Pauline Galy espère que son parcours et son témoignage inciteront d’autres étudiantes et étudiants « à intégrer des postes à responsabilités, en particulier au sein de la haute fonction publique ». Car pour la normalienne, les sciences sont «indispensables afin d’appréhender objectivement les enjeux vitaux qui nous guettent », ceux du changement climatique, de la dépollution de l’environnement ou encore des maladies émergentes. Elle est convaincue « que l’État a plus que jamais besoin de normaliennes et de normaliens avec une excellente culture scientifique, mais aussi une certaine humilité acquise grâce à la formation par et pour la recherche, qui permet d’appréhender la réalité avec objectivité ».

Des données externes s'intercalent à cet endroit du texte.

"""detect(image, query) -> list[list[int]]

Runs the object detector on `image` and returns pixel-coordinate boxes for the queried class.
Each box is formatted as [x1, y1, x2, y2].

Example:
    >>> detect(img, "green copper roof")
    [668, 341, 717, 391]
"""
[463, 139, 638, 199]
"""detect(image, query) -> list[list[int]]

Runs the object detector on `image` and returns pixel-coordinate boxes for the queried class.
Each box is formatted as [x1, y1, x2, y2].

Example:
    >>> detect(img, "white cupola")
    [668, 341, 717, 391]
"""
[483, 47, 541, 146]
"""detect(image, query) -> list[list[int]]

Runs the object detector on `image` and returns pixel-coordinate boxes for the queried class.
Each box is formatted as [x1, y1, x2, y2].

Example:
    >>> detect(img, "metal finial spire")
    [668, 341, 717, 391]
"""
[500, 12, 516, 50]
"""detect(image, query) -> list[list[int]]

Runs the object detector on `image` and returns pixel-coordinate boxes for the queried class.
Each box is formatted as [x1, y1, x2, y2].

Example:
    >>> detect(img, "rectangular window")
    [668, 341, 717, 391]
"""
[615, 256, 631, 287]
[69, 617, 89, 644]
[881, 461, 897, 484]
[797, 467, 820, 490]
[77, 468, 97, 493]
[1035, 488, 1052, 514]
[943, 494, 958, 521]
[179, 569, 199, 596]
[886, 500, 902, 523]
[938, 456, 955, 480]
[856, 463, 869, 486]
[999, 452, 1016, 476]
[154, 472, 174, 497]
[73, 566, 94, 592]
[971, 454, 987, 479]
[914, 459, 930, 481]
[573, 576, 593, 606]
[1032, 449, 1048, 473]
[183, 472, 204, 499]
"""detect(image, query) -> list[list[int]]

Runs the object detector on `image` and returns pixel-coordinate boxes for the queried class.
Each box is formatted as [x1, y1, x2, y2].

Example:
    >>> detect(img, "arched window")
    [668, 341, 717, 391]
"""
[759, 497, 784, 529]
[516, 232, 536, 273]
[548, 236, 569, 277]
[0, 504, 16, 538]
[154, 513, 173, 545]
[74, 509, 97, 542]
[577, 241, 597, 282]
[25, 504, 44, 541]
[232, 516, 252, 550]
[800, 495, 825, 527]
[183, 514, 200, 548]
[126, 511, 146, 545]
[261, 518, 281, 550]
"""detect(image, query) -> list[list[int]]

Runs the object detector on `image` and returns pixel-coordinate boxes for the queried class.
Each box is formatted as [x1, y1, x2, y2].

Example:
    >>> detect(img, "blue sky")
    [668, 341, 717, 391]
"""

Et à celles et ceux qui souhaiteraient intégrer comme elle le corps des ingénieurs de l’armement, Pauline Galy conseille de ne pas hésiter à frapper aux portes  : « dans les grands corps, les échanges sont toujours ouverts, surtout aux normaliens, et de ces rencontres sont souvent venus les meilleurs conseils de préparation pour les concours », conclut-elle.

 

(1)     Source : archives du site web de Polytechnique, 2021.

 

À propos du concours externe sur titre de recrutement pour le corps des ingénieurs de l’armement

 

Outre le recrutement en sortie d’école Polytechnique (école sous tutelle de la Direction générale de l’armement) ou sur concours interne, le corps des ingénieurs de l’armement (IA) s’intègre aussi par un concours externe sur titres. Ce concours a été ouvert depuis au moins 1913 jusqu’en 2008 inclus, avant de rouvrir en 2015.
Depuis, il est ouvert aux étudiants diplômés en sciences des 4 Écoles normales françaises (ENS-PSL, Lyon, Paris-Saclay et Rennes), ainsi qu’aux diplômés d’un certain nombre d’écoles d’ingénieurs (Centrale-Supélec, ISAé-Supaéro, Mines, Ecole Nationale des Ponts et Chaussées, Telecom, ENSTA Paris) jusqu’à leur année des 27 ans incluse. En 2023, 5 places sont ouvertes via cette voie d’accès.